La decisione sul rinvio a giudizio o meno dell’ex capo dipartimento della Protezione civile, Guido Bertolaso, indagato nel filone parallelo al processo alla commissione Grandi rischi, ci sarà dopo il deposito delle motivazioni della sentenza di Appello, prevista per l’inizio del prossimo mese di febbraio.
Lo ha fatto sapere l’avvocato generale della Corte d’Appello, Romolo Como, numero 2 della procura generale, istituzione che ha avocato a sé il procedimento connesso su Bertolaso svolgendo nuove indagini dopo che la procura della Repubblica dell’Aquila aveva chiesto per due volte l’archiviazione, in entrambi i casi negata dal giudice per le indagini preliminari, Giuseppe Romano Gargarella.
In secondo grado sono stati assolti 6 dei 7 componenti condannati dal giudice monocratico a 6 anni, infliggendo la pena di 2 anni al solo Bernardo De Bernardinis, che ai tempi del terremoto che il 6 aprile 2009 ha colpito L’Aquila e il suo circondario era vice capo della Protezione civile.
Como rassicura, intanto, i familiari delle vittime sul rischio di prescrizione dei reati per Bertolaso, sottolineando che «il tempo c’è, in quanto per l’omicidio colposo plurimo c’è il raddoppio dei termini, che arrivano a 15 anni». «Sto valutando se lavorare al ricorso in Cassazione o decidere sulla posizione di Bertolaso, oppure fare contestualmente le due cose – ha spiegato il pg, che sosteneva l’accusa nel processo di secondo grado agli esperti della Cgr -. Comunque, in tutti e due i casi occorre esaminare a fondo le motivazioni della sentenza di Appello».

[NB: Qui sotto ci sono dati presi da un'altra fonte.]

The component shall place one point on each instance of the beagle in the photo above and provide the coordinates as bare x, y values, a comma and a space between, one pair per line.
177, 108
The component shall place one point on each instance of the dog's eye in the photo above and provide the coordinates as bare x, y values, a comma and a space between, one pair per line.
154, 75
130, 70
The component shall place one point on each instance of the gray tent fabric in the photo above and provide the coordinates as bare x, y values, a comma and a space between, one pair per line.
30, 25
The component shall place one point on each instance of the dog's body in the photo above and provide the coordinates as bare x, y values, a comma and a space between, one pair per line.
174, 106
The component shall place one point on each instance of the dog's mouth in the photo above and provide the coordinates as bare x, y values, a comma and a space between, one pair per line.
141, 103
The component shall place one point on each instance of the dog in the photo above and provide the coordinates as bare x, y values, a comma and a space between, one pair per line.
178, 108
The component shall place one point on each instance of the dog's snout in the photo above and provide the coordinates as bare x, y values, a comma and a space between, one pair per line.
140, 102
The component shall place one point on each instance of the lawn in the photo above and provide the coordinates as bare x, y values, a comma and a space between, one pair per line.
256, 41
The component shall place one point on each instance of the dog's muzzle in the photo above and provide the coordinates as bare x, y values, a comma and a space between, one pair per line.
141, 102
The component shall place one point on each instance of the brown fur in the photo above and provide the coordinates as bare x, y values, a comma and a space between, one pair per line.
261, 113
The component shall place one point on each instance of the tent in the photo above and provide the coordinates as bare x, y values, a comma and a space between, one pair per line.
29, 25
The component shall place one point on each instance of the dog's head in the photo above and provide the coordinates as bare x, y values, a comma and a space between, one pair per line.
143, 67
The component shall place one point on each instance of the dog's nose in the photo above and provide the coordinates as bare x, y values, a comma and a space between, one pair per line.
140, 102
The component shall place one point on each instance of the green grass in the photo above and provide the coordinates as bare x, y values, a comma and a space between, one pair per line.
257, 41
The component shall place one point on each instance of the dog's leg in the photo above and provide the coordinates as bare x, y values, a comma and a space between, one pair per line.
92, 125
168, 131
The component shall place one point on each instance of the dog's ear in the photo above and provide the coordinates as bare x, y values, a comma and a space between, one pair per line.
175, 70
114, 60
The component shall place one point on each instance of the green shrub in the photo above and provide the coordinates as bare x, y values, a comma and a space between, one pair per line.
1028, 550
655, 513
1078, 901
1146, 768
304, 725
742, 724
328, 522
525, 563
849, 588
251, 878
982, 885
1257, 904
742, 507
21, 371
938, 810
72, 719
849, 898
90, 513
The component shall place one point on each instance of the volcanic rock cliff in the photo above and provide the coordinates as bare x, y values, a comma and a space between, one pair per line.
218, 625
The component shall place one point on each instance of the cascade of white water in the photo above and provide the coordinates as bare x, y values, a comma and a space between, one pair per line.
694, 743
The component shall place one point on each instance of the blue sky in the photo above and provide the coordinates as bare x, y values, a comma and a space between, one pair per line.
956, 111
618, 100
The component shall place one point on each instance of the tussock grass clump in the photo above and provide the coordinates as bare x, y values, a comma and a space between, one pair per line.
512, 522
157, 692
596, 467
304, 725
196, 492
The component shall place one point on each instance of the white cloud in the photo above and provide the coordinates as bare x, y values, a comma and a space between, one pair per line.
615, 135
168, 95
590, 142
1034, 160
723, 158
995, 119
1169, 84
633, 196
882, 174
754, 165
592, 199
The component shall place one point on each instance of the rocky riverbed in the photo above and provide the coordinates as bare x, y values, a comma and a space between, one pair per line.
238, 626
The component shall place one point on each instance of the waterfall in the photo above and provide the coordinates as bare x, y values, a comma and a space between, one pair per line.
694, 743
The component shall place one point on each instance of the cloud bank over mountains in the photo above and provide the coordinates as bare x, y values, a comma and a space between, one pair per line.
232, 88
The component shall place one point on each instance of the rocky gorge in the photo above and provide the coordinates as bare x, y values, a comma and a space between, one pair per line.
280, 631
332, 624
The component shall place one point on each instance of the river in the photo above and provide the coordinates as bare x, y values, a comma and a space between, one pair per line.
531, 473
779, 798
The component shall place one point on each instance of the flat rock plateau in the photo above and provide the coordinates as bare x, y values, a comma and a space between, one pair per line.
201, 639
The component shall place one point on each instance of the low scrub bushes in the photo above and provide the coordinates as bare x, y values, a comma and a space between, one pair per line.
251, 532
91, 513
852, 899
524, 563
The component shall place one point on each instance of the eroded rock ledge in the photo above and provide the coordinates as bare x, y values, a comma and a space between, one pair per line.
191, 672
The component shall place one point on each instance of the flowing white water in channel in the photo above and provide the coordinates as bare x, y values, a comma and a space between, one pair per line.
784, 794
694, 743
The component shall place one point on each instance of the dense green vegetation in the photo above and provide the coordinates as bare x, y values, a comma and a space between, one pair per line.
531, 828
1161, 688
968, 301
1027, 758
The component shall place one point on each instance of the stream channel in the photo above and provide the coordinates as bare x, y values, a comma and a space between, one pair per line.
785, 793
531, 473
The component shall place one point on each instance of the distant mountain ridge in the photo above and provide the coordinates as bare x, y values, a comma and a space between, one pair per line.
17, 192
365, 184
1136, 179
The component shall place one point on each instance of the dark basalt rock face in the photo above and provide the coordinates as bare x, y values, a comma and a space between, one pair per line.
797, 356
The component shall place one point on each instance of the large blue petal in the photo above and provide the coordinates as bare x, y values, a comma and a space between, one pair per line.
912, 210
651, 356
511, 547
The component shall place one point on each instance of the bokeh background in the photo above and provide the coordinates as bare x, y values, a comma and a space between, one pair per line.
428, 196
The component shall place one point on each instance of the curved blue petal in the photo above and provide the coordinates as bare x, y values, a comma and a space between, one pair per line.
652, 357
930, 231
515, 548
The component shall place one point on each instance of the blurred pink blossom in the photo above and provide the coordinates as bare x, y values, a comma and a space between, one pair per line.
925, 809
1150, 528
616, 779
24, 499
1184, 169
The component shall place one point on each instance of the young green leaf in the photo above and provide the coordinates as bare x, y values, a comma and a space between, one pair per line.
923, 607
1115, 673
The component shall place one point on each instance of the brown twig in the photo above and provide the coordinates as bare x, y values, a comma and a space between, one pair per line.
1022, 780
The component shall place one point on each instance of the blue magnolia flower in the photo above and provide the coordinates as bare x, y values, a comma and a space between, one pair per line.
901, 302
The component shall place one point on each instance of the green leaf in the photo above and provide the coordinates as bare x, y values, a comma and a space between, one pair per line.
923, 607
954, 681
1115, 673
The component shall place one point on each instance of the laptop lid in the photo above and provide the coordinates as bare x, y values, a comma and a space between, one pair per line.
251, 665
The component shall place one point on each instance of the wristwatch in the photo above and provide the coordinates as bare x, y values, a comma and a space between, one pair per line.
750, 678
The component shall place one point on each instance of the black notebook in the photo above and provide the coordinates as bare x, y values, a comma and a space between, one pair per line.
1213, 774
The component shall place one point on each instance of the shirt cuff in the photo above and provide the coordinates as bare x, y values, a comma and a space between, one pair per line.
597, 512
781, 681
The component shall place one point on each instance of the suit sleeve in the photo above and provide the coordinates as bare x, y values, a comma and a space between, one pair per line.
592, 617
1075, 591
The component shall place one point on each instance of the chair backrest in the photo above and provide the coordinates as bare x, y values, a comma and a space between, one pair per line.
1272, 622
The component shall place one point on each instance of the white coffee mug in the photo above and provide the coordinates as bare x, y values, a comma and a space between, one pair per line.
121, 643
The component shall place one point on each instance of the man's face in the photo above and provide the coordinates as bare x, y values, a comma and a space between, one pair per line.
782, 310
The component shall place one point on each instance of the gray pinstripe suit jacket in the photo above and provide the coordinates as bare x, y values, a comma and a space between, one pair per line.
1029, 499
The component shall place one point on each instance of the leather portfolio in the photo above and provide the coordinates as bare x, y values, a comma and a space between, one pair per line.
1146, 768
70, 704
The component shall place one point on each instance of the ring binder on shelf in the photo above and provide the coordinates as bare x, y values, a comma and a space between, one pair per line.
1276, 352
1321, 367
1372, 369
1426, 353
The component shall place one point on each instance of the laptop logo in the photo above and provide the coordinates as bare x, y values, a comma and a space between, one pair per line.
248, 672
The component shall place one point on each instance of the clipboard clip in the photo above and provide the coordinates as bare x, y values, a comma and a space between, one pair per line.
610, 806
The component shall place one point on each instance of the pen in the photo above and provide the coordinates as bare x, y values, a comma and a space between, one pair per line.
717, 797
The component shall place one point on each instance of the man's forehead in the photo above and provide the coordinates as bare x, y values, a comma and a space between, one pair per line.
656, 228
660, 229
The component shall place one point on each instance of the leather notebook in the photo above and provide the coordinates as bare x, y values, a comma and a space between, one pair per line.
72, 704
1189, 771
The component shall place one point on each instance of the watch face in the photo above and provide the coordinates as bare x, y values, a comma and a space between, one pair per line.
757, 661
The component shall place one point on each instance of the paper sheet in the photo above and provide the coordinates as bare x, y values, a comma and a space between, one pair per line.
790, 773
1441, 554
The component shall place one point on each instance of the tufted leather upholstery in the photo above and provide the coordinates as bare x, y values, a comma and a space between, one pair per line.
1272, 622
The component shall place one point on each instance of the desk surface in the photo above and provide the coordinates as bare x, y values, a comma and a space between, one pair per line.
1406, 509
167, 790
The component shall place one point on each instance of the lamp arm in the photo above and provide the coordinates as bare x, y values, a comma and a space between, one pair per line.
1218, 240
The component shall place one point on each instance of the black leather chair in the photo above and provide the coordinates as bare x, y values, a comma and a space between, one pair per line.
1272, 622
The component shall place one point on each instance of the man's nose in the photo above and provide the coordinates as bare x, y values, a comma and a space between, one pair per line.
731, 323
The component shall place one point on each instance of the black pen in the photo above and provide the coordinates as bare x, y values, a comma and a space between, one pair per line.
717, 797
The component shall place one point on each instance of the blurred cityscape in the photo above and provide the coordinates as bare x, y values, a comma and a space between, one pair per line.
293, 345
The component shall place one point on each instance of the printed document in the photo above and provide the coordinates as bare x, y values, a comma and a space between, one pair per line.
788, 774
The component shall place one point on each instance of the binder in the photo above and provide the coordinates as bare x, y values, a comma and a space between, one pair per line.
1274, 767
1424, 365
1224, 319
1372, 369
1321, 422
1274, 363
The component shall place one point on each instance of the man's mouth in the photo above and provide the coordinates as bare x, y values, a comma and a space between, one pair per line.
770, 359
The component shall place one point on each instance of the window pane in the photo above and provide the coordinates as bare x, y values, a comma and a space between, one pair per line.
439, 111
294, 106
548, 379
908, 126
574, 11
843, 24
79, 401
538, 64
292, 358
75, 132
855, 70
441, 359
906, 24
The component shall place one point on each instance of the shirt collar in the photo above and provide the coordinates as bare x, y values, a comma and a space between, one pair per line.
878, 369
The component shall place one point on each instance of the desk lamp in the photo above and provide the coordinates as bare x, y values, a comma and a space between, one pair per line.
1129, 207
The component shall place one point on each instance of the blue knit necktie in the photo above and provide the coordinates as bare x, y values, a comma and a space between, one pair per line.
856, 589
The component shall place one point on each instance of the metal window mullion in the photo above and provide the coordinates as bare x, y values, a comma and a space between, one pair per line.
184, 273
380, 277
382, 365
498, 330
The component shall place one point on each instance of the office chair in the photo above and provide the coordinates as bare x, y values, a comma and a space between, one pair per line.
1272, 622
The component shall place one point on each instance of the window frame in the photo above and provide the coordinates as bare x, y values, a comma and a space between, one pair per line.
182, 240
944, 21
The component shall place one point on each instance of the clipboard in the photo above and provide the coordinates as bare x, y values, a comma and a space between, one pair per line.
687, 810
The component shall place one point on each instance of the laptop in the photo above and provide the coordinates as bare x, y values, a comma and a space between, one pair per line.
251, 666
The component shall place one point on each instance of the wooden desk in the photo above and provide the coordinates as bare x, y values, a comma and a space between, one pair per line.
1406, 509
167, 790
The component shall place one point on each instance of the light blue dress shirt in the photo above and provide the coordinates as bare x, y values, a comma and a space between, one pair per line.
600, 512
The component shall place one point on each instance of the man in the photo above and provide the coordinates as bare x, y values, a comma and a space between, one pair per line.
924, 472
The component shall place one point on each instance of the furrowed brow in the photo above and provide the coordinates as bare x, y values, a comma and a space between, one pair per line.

I sette componenti della Grandi rischi, tra cui scienziati e tecnici di fama, in primo grado erano stati condannati dal giudice Marco Billi a 7 anni di carcere ciascuno per aver falsamente rassicurato gli aquilani e sottovalutato il rischio sismico al termine della riunione dell’organismo consultivo della presidenza del Consiglio dei ministri svolta all’Aquila il 31 marzo 2009, cinque giorni prima del tragico terremoto che ha causato la morte di 309 persone. Secondo il giudice di primo grado, quella falsa rassicurazione ha indotto molti aquilani a non uscire di casa dopo una scossa, tradizionale usanza per territori a rischio, ritenendo dimostrato il nesso causale per 29 casi di decesso.
La Corte d’Appello ha assolto tutti, tranne De Bernardinis, che ha presenziato la riunione come vice di Bertolaso, sottolineando il ruolo centrale nell’organizzazione del messaggio mediatico da parte della Protezione civile nazionale.
«Voglio capire dalle motivazioni come è stata ribaltata la sentenza – spiega ancora Como – Se è stata data la responsabilità all’istituzione, oppure è personale nei confronti di De Bernardinis». Bertolaso è finito sotto inchiesta per la telefonata, intercettata prima del terremoto, con l’allora assessore regionale con delega alla Protezione civile Daniela Stati, la cui posizione è stata invece archiviata.
L’OPERAZIONE MEDIATICA CHE COSTO’ LA VITA ALLA CITTA’ – Nel colloquio, l’allora sottosegretario spiegava che bisognava mettere in atto una «operazione mediatica» per «rassicurare gli aquilani» al fine di mettere a tacere Gianpaolo Giuliani, tecnico esperto di terremoti, definito «ciarlatano», che, attraverso l’esame del livello del gas radon, sostiene di poter prevedere le scosse e all’epoca stava mettendo in guardia la popolazione da possibili forti terremoti, tanto che è stato denunciato dalla Protezione civile per procurato allarme.